I remember when I was young, my limited spiritual life revolved around worrying about whether or not I would go to heaven after I died. Even though I wasn’t too sure what heaven was like, I was scared to death of going to hell and wanted to avoid it at all costs. Fortunately, I came to learn (meaning this is what I was taught) that there were ways that I could manage this. If I could obey all of the rules – okay, most of the rules – and do a lot of extra devotional things like going to Confession, Mass and receiving Holy Communion on nine First Fridays of the month in a row, I would go straight to heaven.
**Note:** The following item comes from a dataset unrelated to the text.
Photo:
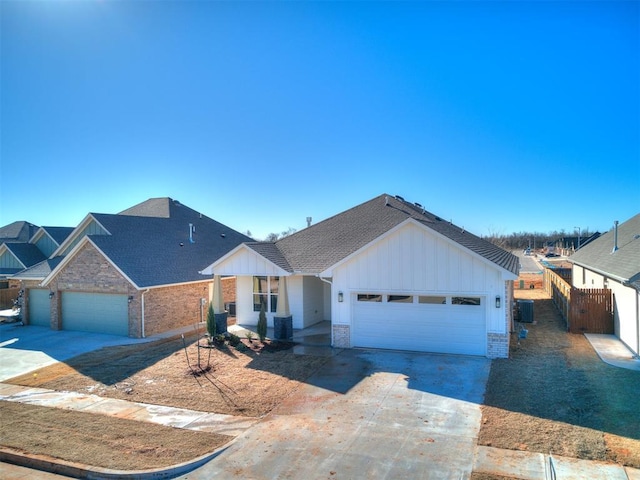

As a student in Catholic school, that was worked into the curriculum! This was gonna’ be easy.
And then I got older and slowly came to the realization that all the above was rather “quid pro quo” and almost seemed as though I could go before God and say, “Hey, I followed the rule, let me into heaven!”
But along the way we all come to the understanding that the kingdom of God was a whole more than my own personal experience of heaven. We were a community of faith. We are all in this together. There was more to the reign of God than my own personal salvation after my own personal death. Salvation included all the people around me who were suffering. The words of the spiritual writer Henri Nouwen offered a different paradigm: “love Jesus and love the way Jesus loved.” The nine First Fridays was a whole lot easier.
St. Paul told the Ephesians the same thing: “Be kind to one another, compassionate, forgiving one another as God has forgiven you in Christ. Be imitators of God, as beloved children, and live in love, as Christ loved us.”
Jesus shows us all the same thing. On the way to Jerusalem, while Jesus is teaching in a synagogue, a “bent-over” woman passing by evokes Jesus’ compassion. Does the woman ask for healing? No. Does Jesus seem to care that it’s the Sabbath, when healing non-life-threatening conditions is not permitted? No. Without being asked, he calls her over to him, and sets her free from her longtime ailment by placing his hands on her. And the woman is blessed, and freed.
This week someone will come into each of our lives “bent over”. They won’t ask for healing. And maybe we can’t free them from their burden, but we can be kind, compassionate, forgiving, loving, and be a blessing for them.
Love Jesus and love the way Jesus loved.